Poverty Measurement

What’s the big idea?  For a variety of reasons, mostly about OECD country politics, the World Bank adopted a “dollar a day” standard of poverty, which by the name of “extreme poverty” became a key feature of development discussions. I argue that everything is fundamentally wrong with low-bar poverty and that the only legitimate poverty target is a “high bar” line, more like 10 or 15 dollars a day than a dollar day.

Who is not poor?  Dreaming of a World Truly Free of Poverty.” World Bank Research Observer, Spring 2006. I argue the World Bank should adopt not a penurious poverty line of a “dollar a day” but the poverty lines of its shareholders.

Video of a speech I gave at the HKS Center for International Development‘s Global Empowerment meetings in 2013 arguing against eradicating “dollar a day” poverty as a global goal.
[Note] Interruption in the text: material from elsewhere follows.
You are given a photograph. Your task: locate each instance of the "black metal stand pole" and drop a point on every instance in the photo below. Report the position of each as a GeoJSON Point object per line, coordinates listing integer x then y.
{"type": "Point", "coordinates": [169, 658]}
In this blog I argue that the “dollar a day” standard has been adopted because it is analytically wrong–in politically convenient ways. By drawing a low-bar poverty line it makes it seem as if “the rich” of poor countries are as well off as “the poor” from rich countries–which is just false, but conveniently false for OECD countries trying to reduce their commitment to development.

There is no line.  The measures of poverty that report numbers of poor in the world depend on a poverty line. But there is no line. With water there is a line. Below 0 degree Celsius water is a solid. Above water is a liquid. At a line (which of course can be labeled 0 C or 32 F or anything) there is a phase transition. But with human well-being and income there is no phase transition–people get better off materially (and in subjective assessment of life satisfaction) as their incomes get higher–but there is no line.

Developing country democracies cannot adopt “eradication of extreme poverty” as their primary objective as, along with many other reasons, in almost none of the top 20 largest developing countries is the median voter below the penurious poverty line the global elites want to push on poor countries. The “eradication of extreme poverty” is a development agenda without any developing countries.